1. Introduction
Doxorubicin (DOX), also known as adriamycin, is an important member of the anthracyclines group of chemotherapeutic drugs; and it has a broad anti-tumour spectrum; where it is used alone or in combination with other chemotherapeutic agents worldwide in the treatment of haematological malignancies, solid tumours, soft tissue sarcomas, small-cell lung, and breast carcinoma; moreover, doxorubicin is also the principal component in the management of Hodgkin’s disease and lymphomas (1). However, the dose-dependent response relation of doxorubicin in many anticancer regimens has been well-defined; an increase in its dose restricts its use due to the development of severe cardiotoxicity, in addition to other cytotoxic effects on normal cells and a substantial negative impact on patient’s health, which poses a significant hurdle in doxorubicin clinical application (2)(3).
The anti-tumour activity of DOX is mediated through its direct intercalating with deoxyribonucleic acid (DNA) and by interfering with the function of many enzymes that are necessary for DNA replication, including topoisomerase-II; where it stabilises the DNA-topoisomerase-II intermediate complex and this, in turn, leads to the distortion of DNA repairing, which consequently results in DNA double-stranded breakage and nuclei fragmentation with condensed chromatin (4)(5).
In addition, oxidative stress (OS) and overproduction of free radicals is an essential part of the doxorubicin mechanism of action, where the metabolism of DOX in the body is mediated by NADPH-dependent cytochrome P-450 that generates free radicals such as semiquinone, quinone, hydrogen peroxide (H2O2), superoxide anion (O2•-), and hydroxyl radical (OH˚ ) which can deplete glutathione and exhaust antioxidants enzymes, increase lipid, protein and nucleic acid peroxidation (6). Furthermore, the lipid peroxidation product malondialdehyde (MDA) can interact with the DNA; this consequently can cause inhibition of DNA replication and chromosomal damage through the formation of DNA adducts; these cytotoxic actions not only affect cancer cells but also can affect normal cells triggering mutation and chromosomal abnormalities including chromosomal aberrations and DNA damage (7)(8). Therefore, enhancing the cellular antioxidant response could reduce doxorubicin-induced oxidative damage.
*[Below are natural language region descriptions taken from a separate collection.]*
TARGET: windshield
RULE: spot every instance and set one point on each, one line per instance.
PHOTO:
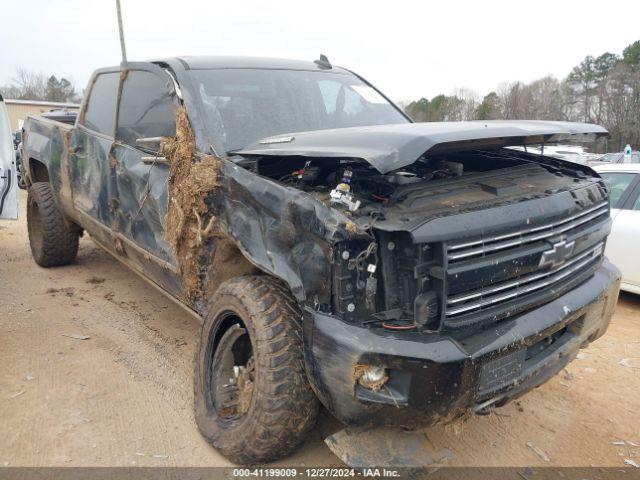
(246, 105)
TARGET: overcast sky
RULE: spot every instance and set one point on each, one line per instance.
(408, 49)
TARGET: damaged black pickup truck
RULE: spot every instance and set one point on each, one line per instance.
(399, 273)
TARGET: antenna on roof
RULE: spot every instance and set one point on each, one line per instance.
(121, 30)
(323, 62)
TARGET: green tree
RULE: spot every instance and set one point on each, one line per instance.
(489, 108)
(631, 54)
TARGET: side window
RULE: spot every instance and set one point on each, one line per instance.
(100, 114)
(147, 108)
(617, 183)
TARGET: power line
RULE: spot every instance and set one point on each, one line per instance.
(121, 30)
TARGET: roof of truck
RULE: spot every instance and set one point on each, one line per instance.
(211, 62)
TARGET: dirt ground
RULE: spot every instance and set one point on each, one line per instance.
(123, 396)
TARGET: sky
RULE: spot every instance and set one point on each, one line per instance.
(408, 49)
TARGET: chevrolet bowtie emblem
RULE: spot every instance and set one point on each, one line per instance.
(558, 254)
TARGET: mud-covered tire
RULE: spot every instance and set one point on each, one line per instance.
(283, 407)
(53, 239)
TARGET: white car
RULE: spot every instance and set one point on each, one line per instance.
(622, 248)
(8, 177)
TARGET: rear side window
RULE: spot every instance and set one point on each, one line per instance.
(147, 108)
(617, 183)
(100, 114)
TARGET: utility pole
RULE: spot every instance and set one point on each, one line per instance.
(121, 30)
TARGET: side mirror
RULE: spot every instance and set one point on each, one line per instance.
(152, 144)
(149, 142)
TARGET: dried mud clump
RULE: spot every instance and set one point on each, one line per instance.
(189, 222)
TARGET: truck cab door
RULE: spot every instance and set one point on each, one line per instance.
(90, 155)
(8, 177)
(146, 112)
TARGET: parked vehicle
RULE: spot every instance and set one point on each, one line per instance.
(613, 158)
(623, 181)
(400, 273)
(22, 182)
(8, 179)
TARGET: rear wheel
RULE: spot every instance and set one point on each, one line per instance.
(252, 399)
(53, 239)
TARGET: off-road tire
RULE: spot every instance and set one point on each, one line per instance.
(283, 407)
(53, 239)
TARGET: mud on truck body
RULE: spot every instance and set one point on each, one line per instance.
(400, 273)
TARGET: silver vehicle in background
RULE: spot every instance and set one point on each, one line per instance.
(8, 178)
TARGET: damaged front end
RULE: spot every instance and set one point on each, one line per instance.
(435, 289)
(431, 285)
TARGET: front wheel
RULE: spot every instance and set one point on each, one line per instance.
(252, 399)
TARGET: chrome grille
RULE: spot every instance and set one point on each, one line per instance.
(485, 297)
(457, 252)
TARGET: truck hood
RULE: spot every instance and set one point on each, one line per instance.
(389, 147)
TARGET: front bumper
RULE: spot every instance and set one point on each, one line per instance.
(435, 377)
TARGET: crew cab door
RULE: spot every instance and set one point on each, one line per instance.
(90, 155)
(8, 177)
(146, 112)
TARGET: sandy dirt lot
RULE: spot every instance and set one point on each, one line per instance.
(123, 396)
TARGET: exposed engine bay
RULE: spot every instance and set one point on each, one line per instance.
(357, 188)
(380, 277)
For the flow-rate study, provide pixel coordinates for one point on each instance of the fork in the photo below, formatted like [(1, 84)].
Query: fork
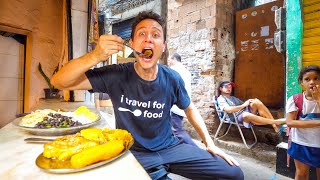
[(137, 52)]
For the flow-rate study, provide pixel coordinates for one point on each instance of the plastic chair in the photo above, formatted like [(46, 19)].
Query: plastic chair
[(225, 119)]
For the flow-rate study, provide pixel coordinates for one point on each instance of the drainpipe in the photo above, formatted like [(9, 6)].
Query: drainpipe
[(294, 35)]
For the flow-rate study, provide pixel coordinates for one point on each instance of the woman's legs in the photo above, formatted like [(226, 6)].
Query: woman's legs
[(302, 171), (265, 116), (258, 120)]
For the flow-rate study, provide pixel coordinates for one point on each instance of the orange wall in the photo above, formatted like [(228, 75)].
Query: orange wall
[(44, 20)]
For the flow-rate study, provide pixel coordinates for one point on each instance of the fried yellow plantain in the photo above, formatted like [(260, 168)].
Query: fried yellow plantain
[(97, 153), (65, 147), (94, 134)]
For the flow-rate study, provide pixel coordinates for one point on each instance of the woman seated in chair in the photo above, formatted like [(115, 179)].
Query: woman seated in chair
[(248, 113)]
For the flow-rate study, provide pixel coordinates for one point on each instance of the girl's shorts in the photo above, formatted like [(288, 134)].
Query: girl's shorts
[(240, 117), (305, 154)]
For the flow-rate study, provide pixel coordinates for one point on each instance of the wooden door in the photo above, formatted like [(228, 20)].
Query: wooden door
[(259, 68), (11, 79)]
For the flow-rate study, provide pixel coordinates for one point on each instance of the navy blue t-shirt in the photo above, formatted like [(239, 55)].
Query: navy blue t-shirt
[(142, 107)]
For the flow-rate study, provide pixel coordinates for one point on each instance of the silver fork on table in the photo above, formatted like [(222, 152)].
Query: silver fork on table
[(137, 52)]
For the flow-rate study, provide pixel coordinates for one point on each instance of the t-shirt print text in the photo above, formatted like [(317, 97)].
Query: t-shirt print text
[(148, 104)]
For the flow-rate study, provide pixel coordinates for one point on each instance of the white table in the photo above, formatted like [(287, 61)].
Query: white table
[(17, 161)]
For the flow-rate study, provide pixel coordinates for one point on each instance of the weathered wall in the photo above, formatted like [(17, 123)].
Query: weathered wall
[(44, 20), (201, 31)]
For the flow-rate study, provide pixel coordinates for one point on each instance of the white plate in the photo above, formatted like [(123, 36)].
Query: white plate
[(64, 167), (54, 131)]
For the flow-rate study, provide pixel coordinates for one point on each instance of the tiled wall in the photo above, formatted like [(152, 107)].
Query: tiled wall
[(11, 79)]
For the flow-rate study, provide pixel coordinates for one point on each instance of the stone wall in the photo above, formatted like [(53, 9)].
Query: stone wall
[(201, 31), (44, 20)]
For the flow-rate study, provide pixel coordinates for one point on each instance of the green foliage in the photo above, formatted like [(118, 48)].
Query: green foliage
[(46, 78)]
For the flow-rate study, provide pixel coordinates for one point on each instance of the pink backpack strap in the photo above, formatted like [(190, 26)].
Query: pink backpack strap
[(298, 101)]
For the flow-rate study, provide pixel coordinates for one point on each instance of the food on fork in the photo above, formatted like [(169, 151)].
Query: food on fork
[(147, 53)]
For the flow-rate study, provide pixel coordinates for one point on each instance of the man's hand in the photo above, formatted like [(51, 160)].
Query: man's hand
[(107, 45), (217, 151)]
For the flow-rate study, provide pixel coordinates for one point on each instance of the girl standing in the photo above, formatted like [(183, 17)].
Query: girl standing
[(305, 132)]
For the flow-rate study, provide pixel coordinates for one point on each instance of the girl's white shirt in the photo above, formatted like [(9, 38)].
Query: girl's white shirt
[(305, 136)]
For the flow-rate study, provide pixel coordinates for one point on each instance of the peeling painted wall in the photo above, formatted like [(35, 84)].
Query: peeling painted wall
[(44, 20), (202, 33)]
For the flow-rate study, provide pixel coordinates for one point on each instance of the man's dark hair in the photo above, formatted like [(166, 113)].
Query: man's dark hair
[(177, 57), (149, 15), (306, 69)]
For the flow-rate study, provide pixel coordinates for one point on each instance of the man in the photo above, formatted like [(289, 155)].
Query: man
[(148, 90), (248, 113), (177, 114)]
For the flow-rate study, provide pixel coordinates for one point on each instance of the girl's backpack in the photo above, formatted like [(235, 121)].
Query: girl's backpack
[(298, 101)]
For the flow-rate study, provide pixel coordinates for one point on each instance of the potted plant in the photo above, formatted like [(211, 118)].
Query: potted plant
[(51, 92)]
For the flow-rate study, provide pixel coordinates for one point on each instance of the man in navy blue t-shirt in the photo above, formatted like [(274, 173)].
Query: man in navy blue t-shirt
[(142, 94)]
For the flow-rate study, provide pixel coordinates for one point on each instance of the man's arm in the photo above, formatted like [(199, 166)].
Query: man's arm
[(292, 122), (197, 122), (72, 75)]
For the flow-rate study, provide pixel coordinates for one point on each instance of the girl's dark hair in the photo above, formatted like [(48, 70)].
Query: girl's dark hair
[(149, 15), (306, 69)]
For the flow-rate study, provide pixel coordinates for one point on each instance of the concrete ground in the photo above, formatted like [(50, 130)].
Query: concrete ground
[(253, 169)]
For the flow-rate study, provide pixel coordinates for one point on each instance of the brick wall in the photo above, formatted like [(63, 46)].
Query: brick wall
[(201, 31)]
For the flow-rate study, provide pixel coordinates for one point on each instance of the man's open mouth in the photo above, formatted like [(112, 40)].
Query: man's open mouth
[(148, 53)]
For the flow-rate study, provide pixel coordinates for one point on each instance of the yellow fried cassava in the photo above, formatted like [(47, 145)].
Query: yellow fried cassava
[(97, 153), (94, 134), (65, 147)]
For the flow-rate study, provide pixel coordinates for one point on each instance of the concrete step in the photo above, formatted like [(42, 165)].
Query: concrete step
[(261, 151)]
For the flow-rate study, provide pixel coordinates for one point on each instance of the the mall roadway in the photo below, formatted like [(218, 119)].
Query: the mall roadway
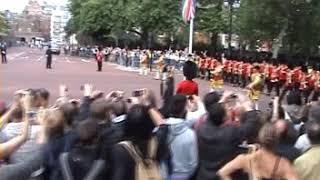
[(26, 69)]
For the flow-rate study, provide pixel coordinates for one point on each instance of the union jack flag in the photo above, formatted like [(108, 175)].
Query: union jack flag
[(188, 10)]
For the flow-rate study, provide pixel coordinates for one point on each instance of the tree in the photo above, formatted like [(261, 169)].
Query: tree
[(211, 19), (146, 18), (290, 24), (4, 27)]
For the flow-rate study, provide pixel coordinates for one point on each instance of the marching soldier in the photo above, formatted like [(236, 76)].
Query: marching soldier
[(256, 85), (144, 62), (216, 80), (160, 67), (202, 64)]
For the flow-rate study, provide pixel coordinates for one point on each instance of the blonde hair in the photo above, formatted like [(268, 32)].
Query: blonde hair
[(53, 122), (268, 136)]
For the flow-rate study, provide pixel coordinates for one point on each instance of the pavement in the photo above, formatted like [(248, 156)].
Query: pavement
[(26, 69)]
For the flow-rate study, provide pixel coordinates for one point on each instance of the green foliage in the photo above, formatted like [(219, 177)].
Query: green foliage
[(4, 27), (292, 24)]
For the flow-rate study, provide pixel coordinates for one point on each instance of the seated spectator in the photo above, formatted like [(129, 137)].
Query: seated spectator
[(307, 165), (182, 141), (83, 159), (139, 140), (217, 144), (287, 137), (262, 162)]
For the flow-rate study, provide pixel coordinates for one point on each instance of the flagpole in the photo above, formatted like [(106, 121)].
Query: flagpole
[(191, 36)]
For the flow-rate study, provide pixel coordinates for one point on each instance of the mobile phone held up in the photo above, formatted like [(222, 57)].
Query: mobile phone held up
[(138, 93)]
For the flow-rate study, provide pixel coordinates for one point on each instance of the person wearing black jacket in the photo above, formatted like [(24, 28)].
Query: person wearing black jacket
[(49, 57), (123, 165), (3, 51), (218, 144)]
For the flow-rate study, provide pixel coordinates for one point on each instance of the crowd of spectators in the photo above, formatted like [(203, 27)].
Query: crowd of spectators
[(121, 137)]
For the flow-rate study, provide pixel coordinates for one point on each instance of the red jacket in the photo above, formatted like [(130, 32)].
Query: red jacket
[(187, 87)]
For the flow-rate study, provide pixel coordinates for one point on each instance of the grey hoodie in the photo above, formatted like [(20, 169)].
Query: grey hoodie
[(183, 146)]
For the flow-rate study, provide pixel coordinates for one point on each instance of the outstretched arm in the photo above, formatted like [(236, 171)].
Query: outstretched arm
[(10, 146)]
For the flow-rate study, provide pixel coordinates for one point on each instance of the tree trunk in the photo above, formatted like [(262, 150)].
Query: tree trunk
[(214, 41)]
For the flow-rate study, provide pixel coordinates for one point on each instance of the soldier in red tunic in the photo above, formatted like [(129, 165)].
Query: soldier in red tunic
[(202, 69)]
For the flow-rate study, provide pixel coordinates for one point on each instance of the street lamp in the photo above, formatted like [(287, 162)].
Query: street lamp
[(230, 4)]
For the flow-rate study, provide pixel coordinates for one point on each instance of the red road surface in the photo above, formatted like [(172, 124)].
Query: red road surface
[(26, 69)]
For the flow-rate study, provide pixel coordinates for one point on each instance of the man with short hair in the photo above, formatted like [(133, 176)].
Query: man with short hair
[(3, 51), (307, 165), (182, 140), (49, 57)]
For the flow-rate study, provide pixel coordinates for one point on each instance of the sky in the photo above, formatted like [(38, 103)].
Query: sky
[(18, 5)]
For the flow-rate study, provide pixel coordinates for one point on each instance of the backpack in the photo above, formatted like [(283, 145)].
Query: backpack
[(145, 169)]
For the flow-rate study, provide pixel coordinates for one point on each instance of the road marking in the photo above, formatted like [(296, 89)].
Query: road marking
[(39, 59), (67, 60), (16, 55), (83, 60)]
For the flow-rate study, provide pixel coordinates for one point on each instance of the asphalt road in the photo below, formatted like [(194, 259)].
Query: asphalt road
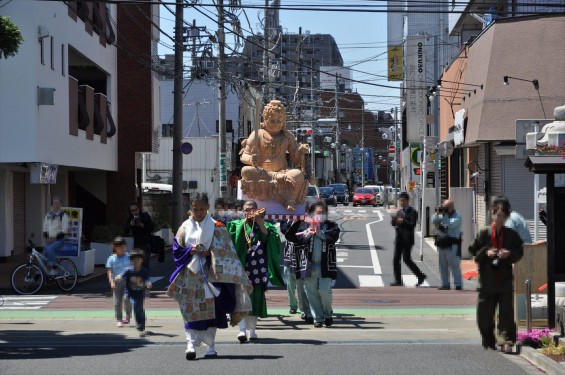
[(377, 330)]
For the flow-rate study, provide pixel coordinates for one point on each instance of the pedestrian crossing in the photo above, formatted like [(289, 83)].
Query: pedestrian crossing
[(26, 302)]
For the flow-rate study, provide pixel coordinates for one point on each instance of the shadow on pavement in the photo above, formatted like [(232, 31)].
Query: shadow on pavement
[(53, 344), (340, 321)]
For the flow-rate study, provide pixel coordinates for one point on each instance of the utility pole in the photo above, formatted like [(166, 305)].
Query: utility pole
[(222, 100), (336, 171), (177, 208), (397, 145)]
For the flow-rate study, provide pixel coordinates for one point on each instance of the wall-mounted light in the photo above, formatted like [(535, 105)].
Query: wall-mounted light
[(439, 81), (42, 33), (535, 82), (478, 170)]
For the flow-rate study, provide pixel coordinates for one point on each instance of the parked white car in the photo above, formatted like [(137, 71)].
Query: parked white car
[(380, 192), (313, 195)]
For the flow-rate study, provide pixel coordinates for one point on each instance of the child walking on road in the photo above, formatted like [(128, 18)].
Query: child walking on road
[(116, 265), (136, 281)]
Dimethyl fumarate (DMF) is a fumaric acid-derived small molecule that exhibits potent antioxidant and anti-inflammatory properties; DMF is a disease-modifying agent under the brand name “Tecfidera” that has been FDA-approved to be used to treat patients with severe psoriasis and relapsing-remitting multiple sclerosis (RRMS) (9). DMF’s antioxidant and anti-inflammatory mechanism of action is thought to involve the activation of the nuclear factor erythroid 2-related factor 2 (Nrf2), which controls the expression of various genes that regulates antioxidant and detoxification processes (10). The activation of the Nrf2 pathway by DMF has been demonstrated in several studies; DMF treatment showed increased Nrf2 protein levels and gene expression, which was accompanied by increased expression of downstream target genes, including heme oxygenase 1 (HO-1) and NAD(P)H: quinone oxidoreductase 1 (NQO1), reduced Nf-kB, TGF-β signalling and cell senescence (11)(12)(13)(14). The present study was designed to test the possible protective effect of DMF against doxorubicin-induced genotoxicity in rats through the assessment of the extent of chromosomal aberrations (CAs), micronucleus appearance (MN) and mitotic index (MI) in addition to the utilisation of the comet assay a sensitive technique to measure the extent of oxidative DNA damage.